Dışarıdan ısmarlama sorun ithal edenler, her konuda ülkesi ile kavgalı olanlar ve bu işin kaymağını yiyen ve kullanan bazı siyasiler dışında konu bir etnik ayrımcılık noktasına taşınmamıştır. Nitekim, dün ve bugün bölücü ve etnik-ırkçı politika uygulayan, terör örgütünü doğrudan veya dolaylı destekleyen partiler, bekledikleri oyu Kürt ve Zaza vatandaşlarımızdan alamamışlardır. Ancak, son yıllarda uygulanan yanlış politikalar ve yönetenler tarafından yapılan ötekileştirmeler, milli kimlik inkarı, çokkültürlülük telkinleri, vatandaşlarda tahribat yaratmıştır. Kafalar karıştırılmıştır. Milli kimliği bir etnik grup gibi değerlendiren, kavrayıcı, kaynaştırıcı, bütünleştirici değerlendirmeleri dışlayan, farklılıkları kutsallaştıran, etnisite dalkavukluğu yapan bazı siyasetçiler, yaptıkları yemine uymamışlar, gaflet ve ihanet örnekleri sergilemişlerdir.
Milletleşmeyi anlayamayan veya anlamamakta kararlı bazı siyasilerin, Anadolu’da önce Selçukluyu daha sonra Osmanlıyı ve Türkiye Cumhuriyetini birer hakim kültür olmaktan uzaklaştırıcı mozaik tutkusu, etnik ırkçılığı tahrik etmiştir. Bunlara göre milletleşme, tek tipleşmedir ve farklılıkları görmemektir. Oysa, milletleşme ayrıştırmayan, kaynaştıran, bütünleştiren bir kültürel olgudur. Bunu boy, kabile, aşiret, mezhep ve etnik taassuba sahip olanlar anlayamaz. Her konuya etnik taassubla bakılmasının terk edilmesi, milli seviyede bir mensubiyet duygusunun geliştirilmesi, ırkçılığın panzehiridir. Milletleşmiş veya milletleşme sürecinde mesafe almış her ciddi toplum bunların farkındadır.
Açılım, açılım diye tepinenler, etnik ırkçılığı okşamaktan başka hiçbir şey yapmamaktadırlar. Böyle açılımlar acaba neden bazı Batılı ülkelerde gündeme getirilmez? Açılmak fena bir şey değildir; ama, yüzme bilmediğiniz takdirde her an boğulma tehlikesiyle karşı karşıya kalırsınız. Bizim bazı sözde devlet adamlarımız bunun farkında değildir. Ankara’da denize girmeyi denemektedirler. Terör örgütünün talepleri ne kadar tasvip gördü ki; birden açılıma dönüşüverdi. Terörle mücadelede kesin başarıyla çıkan güvenlik güçleri ve Devletimiz sanki bundan yenik çıkmış gibi pazarlık masasına çekilmektedir.
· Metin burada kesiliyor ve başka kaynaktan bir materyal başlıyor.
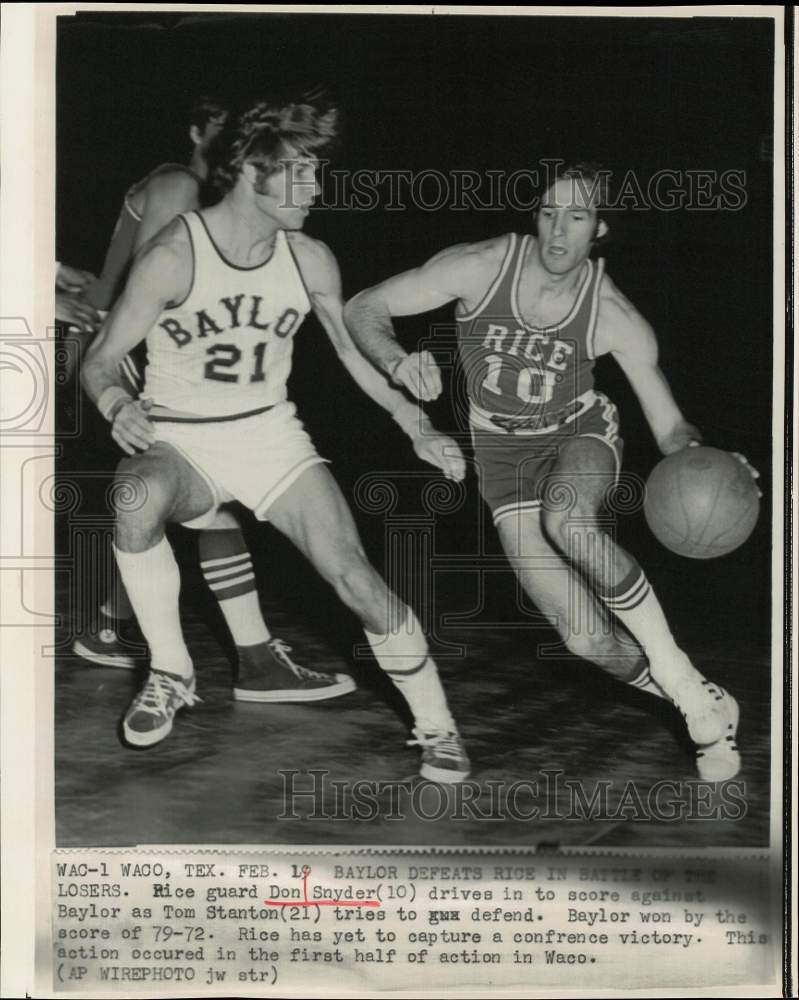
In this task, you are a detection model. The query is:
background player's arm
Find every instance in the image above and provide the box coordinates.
[133,172,199,252]
[594,281,702,455]
[292,235,466,481]
[56,262,97,293]
[82,223,190,454]
[344,242,498,401]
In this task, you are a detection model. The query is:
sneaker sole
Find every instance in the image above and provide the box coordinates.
[420,762,471,784]
[123,718,174,748]
[73,640,137,670]
[233,676,356,703]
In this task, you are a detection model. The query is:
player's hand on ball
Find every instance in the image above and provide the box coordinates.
[659,421,703,455]
[112,398,155,455]
[413,432,466,482]
[56,264,97,293]
[390,351,443,401]
[55,291,100,333]
[730,452,763,497]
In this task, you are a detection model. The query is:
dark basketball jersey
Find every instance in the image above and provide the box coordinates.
[456,233,605,432]
[83,163,202,310]
[82,163,203,396]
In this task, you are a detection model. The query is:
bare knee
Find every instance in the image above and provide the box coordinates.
[114,456,175,551]
[543,503,600,556]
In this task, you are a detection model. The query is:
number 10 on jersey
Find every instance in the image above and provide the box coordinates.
[481,354,556,404]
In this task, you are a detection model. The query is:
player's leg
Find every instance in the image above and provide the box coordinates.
[72,347,143,668]
[112,442,213,746]
[197,507,272,655]
[72,561,142,669]
[542,435,739,779]
[495,509,660,696]
[194,506,349,703]
[266,464,469,782]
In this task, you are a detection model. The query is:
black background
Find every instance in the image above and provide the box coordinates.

Malum bir cemaatin Abant Platformu adına düzenlediği toplantıların sonuncusu Erbil’de yapılmakta, terör örgütünün talepleri ile aynı noktada buluşan Amerika’nın istekleri dile getirilmektedir. Nedeni anlaşılmaz ama, eski bir Cumhurbaşkanının hanımı ve oğlu Barzani’yi ziyaret ederler. Dün Osmanlıya hasta adam gözüyle bakanlar, bugün Türkiye’yi farklı değerlendirmemektedir.
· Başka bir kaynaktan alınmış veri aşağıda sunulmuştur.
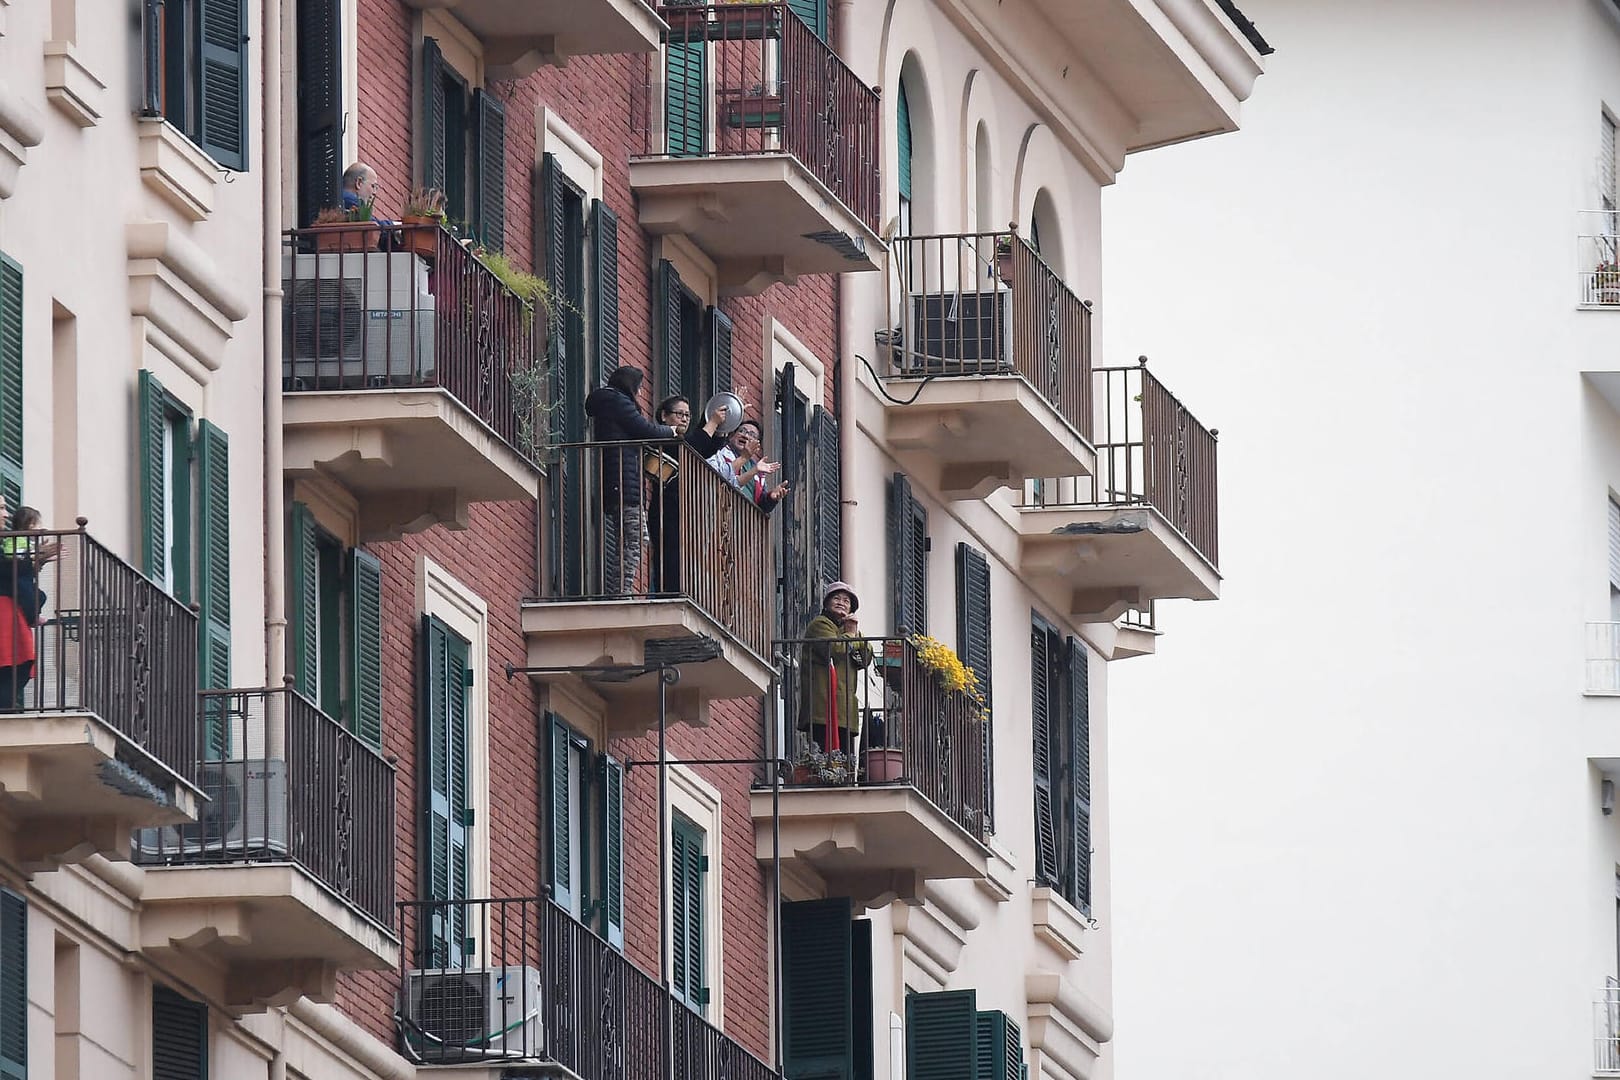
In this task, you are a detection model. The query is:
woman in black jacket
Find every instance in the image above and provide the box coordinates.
[584,367,683,595]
üözüm, devlet gibi devlet olabilmekte, egemenliği paylaşmak için orada burada adam aramamakta, milli bağımsızlığın değerini bilebilmektedir. Egemenlik, paylaştırılacak bir mal değildir. Devlete Brüksel ve Washington’da ilan vererek ortak aranmaz. Etnik ırkçılığa prim verilmez.
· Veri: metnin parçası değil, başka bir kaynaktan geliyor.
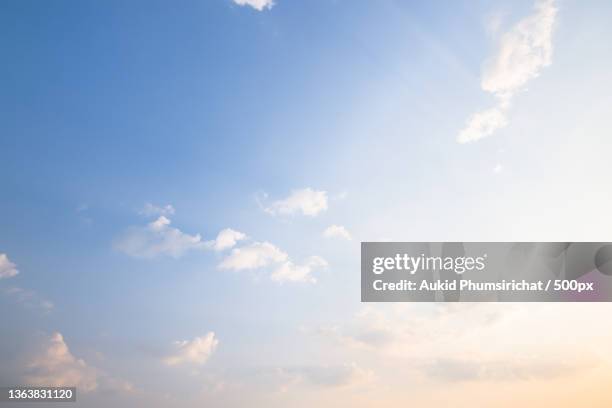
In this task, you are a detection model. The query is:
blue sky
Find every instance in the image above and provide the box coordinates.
[2,0,612,407]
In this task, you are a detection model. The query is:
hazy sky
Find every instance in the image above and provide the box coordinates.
[2,0,612,406]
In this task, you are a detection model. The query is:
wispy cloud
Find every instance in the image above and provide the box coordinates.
[232,0,274,11]
[315,304,606,383]
[323,225,352,241]
[139,203,175,217]
[262,188,328,217]
[164,332,219,366]
[115,207,246,259]
[115,216,207,258]
[2,286,54,314]
[0,253,19,279]
[458,0,557,143]
[423,357,590,383]
[0,255,54,313]
[458,105,509,144]
[482,0,557,97]
[275,363,374,390]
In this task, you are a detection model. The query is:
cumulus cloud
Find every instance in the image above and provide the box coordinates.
[219,241,288,270]
[206,228,247,252]
[323,225,352,241]
[139,203,175,217]
[25,333,99,392]
[164,332,219,366]
[271,256,328,284]
[458,0,557,143]
[0,253,18,279]
[264,188,328,217]
[115,215,246,258]
[220,242,327,284]
[25,333,133,393]
[232,0,274,11]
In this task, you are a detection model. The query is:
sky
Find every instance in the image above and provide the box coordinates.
[2,0,612,406]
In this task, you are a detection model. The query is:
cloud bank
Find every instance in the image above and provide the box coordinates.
[316,303,607,384]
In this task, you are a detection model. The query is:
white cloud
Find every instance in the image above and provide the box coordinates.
[0,253,18,279]
[485,11,505,36]
[457,105,509,144]
[271,256,328,284]
[164,332,219,366]
[481,0,556,97]
[323,225,352,241]
[278,363,374,389]
[333,191,348,201]
[206,228,247,252]
[264,188,328,217]
[140,203,175,217]
[316,303,611,383]
[493,163,504,173]
[2,286,54,313]
[219,241,288,270]
[220,241,327,284]
[40,300,55,311]
[24,333,133,393]
[458,0,557,143]
[117,206,246,258]
[25,333,98,392]
[115,216,207,258]
[422,357,584,382]
[0,255,52,314]
[232,0,274,11]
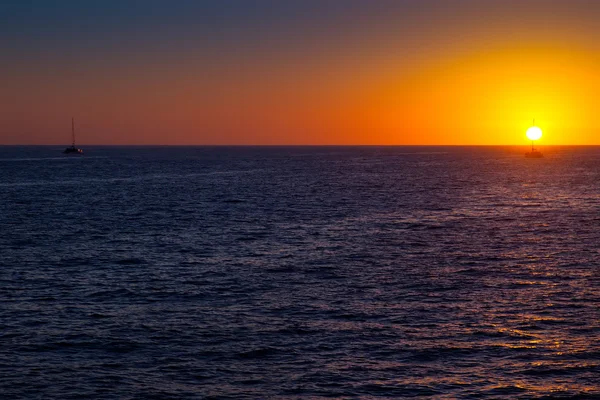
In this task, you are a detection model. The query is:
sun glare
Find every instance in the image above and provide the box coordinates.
[526,126,542,141]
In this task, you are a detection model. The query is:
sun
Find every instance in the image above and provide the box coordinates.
[526,126,542,141]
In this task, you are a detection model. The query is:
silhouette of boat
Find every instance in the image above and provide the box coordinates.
[63,118,83,154]
[525,120,543,158]
[525,150,543,158]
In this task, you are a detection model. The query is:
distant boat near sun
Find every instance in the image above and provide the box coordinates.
[525,120,543,158]
[63,118,83,155]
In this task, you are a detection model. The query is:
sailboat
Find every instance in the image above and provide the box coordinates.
[63,118,83,154]
[525,119,543,158]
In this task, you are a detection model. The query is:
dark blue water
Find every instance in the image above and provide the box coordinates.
[1,146,599,399]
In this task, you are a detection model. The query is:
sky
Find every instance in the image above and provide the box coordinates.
[2,0,600,145]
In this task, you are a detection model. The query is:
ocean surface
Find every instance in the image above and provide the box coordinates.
[1,146,599,399]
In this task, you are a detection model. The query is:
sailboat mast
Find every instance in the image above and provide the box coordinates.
[532,118,535,151]
[71,118,75,147]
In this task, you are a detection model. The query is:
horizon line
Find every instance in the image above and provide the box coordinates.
[1,144,599,147]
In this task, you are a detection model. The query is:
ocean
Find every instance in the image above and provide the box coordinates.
[1,146,599,399]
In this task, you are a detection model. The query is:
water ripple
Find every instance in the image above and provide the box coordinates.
[1,146,599,399]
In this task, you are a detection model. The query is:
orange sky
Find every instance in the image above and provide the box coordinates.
[2,1,600,145]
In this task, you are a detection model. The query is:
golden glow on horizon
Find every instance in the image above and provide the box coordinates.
[3,43,600,145]
[373,44,599,145]
[526,126,542,141]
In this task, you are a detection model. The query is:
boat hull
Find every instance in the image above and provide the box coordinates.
[64,147,83,154]
[525,151,543,158]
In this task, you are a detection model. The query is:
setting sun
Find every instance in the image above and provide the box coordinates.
[526,126,543,141]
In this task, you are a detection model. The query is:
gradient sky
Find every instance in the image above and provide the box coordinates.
[3,0,600,145]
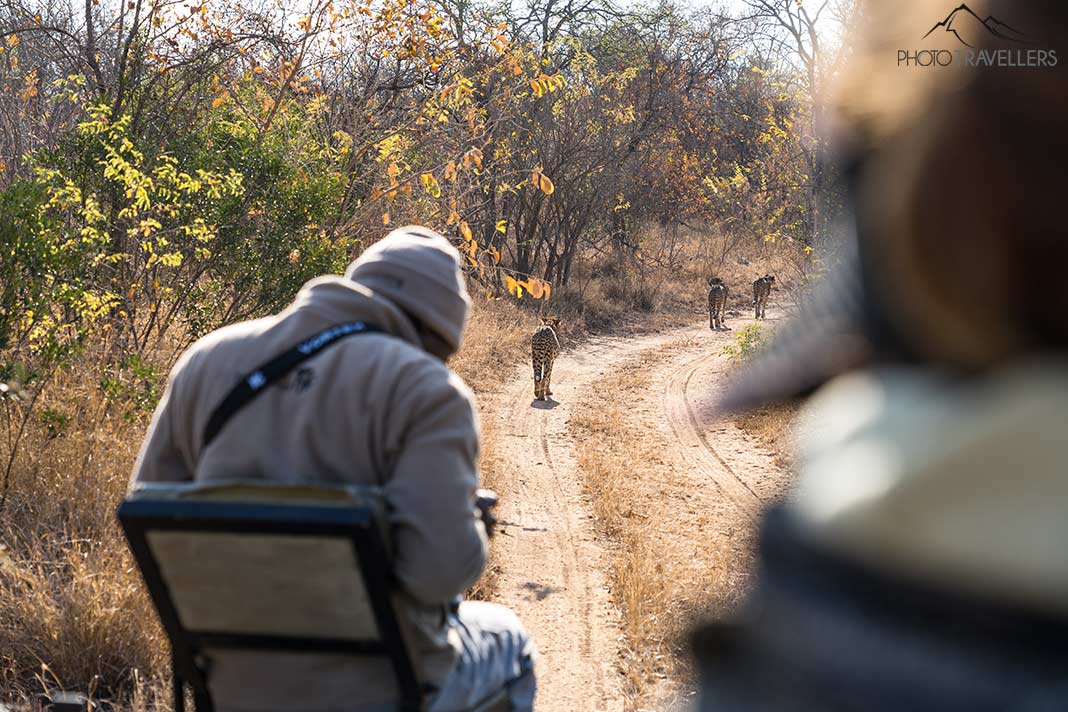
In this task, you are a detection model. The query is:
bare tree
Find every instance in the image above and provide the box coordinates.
[741,0,856,246]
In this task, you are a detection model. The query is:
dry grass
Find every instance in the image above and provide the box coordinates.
[0,366,169,706]
[734,402,801,471]
[452,297,530,394]
[570,343,748,711]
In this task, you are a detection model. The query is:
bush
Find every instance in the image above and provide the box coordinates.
[721,323,766,363]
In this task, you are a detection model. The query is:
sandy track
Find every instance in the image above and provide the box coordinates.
[663,351,765,525]
[485,313,788,711]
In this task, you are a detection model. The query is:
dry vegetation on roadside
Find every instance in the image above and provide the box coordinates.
[0,363,170,706]
[570,341,753,711]
[734,403,801,471]
[718,319,802,471]
[551,226,807,338]
[452,298,528,602]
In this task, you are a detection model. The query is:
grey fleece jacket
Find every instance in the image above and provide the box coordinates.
[130,275,488,710]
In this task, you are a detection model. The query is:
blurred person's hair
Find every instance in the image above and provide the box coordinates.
[832,0,1068,371]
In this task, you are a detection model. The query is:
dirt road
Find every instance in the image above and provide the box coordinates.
[484,312,790,711]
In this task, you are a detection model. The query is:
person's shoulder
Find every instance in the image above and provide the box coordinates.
[367,336,474,404]
[169,317,274,381]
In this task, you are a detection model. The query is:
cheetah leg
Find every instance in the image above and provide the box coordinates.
[533,359,543,399]
[544,360,554,398]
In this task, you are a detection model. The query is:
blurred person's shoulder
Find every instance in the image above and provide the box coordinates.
[791,360,1068,616]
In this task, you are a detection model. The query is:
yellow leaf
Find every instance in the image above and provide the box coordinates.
[459,221,472,241]
[382,212,391,226]
[212,95,227,108]
[463,148,483,170]
[538,173,555,195]
[421,173,441,198]
[504,275,522,299]
[495,220,507,234]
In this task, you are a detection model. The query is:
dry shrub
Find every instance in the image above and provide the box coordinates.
[551,238,704,333]
[0,365,169,705]
[0,539,165,703]
[547,223,807,335]
[451,297,529,393]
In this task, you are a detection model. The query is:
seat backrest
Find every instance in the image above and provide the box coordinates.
[118,481,423,711]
üözüm, siyasi meşruiyeti dış destekte aramamaktadır. Dış destek, karşılığında sizden taviz bekler. Demokrasi, terörün içinde olan ve onu destekleyenlerle hiçbir yerde güç kazanmamıştır.
üözüm, milli davaları kucaklamaktadır. Hilale karşı haçın Anadolu topraklarında malzemesi olmamaktadır. Bunun için de milli çıkarlardan yana bir siyasi irade gerekir. İç ve dış borç kısır döngüsünden kurtulmak şarttır.
...
Cevap: "Kürt sorunu" nedir?
Kürt Meselesine Ne Hallar Olmakta?!..
Ali TARTANOğLU
heddam.com
16.06.2009
Türkiye, «Kürt yoktur. Dağda yaşayanlar karda yürürken kart-kurt diye ses çıkarırmış. Onun için bunlara Kürt denmiş. ...
... Yoksa hepsi Türk'tür» noktasından, TRT 6 noktasına, hatta adıyla sanıyla Kürt partisinin «TüRKİYE» BüYüK Millet Meclisi'nde grup kurduğu, 29 Mart seçimlerinin bu parti milletvekillerince «Kürdistan'ın sınırları çizildi» diye değerlendirdiği noktaya geldi.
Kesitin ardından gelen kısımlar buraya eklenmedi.